For example, if $A$ is a Hopf algebra over an algebraically closed field of characteristic zero, its abelianisation $A_{ab}=A/\langle [A, A] \rangle$ is a commutative Hopf algebra (with structure inherited from $A$ - this part is true for any Hopf algebra over any field), and, by the Nullstellensatz, is the coordinate ring of a smooth algebraic group. In particular, $A_{ab}$ is a commutative domain. Thus, it must be that any algebra $B$ with an abelianisation $B_{ab}$ which is NOT a domain cannot be an admissible algebra in the above sense. An example of such an algebra would be $k[x,y]/\langle [x,y] = y^2 \rangle$. This example also answers your third question.

In regards to your second question about uniqueness: in general an algebra can admit several distinct Hopf structures.
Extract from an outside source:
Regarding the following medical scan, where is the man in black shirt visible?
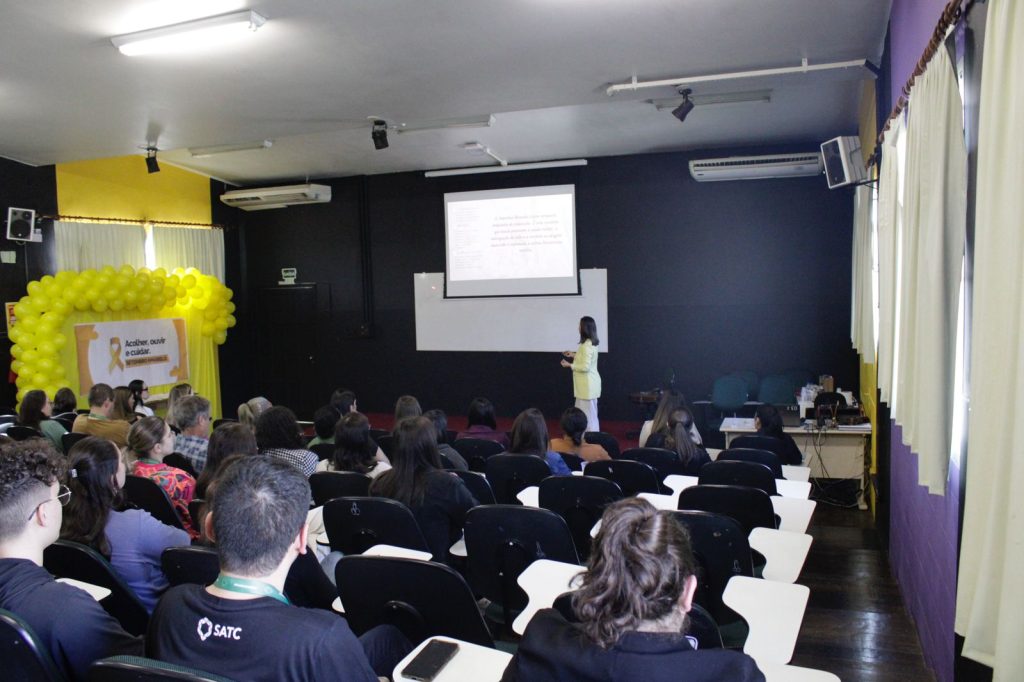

Take, for example, $H = k[x,y,z]$. Its Hopf structures are in 1-1 correspondence with 3-d unipotent groups, of which there are two: the abelian group and the 3-d Heisenberg group. These correspond to a Hopf structure generated by primitive elements in the former case, and a Hopf structure generated by two primitives ($x$ and $y$ say) and a non-primitive, $z$ say, such that $\Delta(z) = 1\otimes z + x\otimes y + z\otimes 1$.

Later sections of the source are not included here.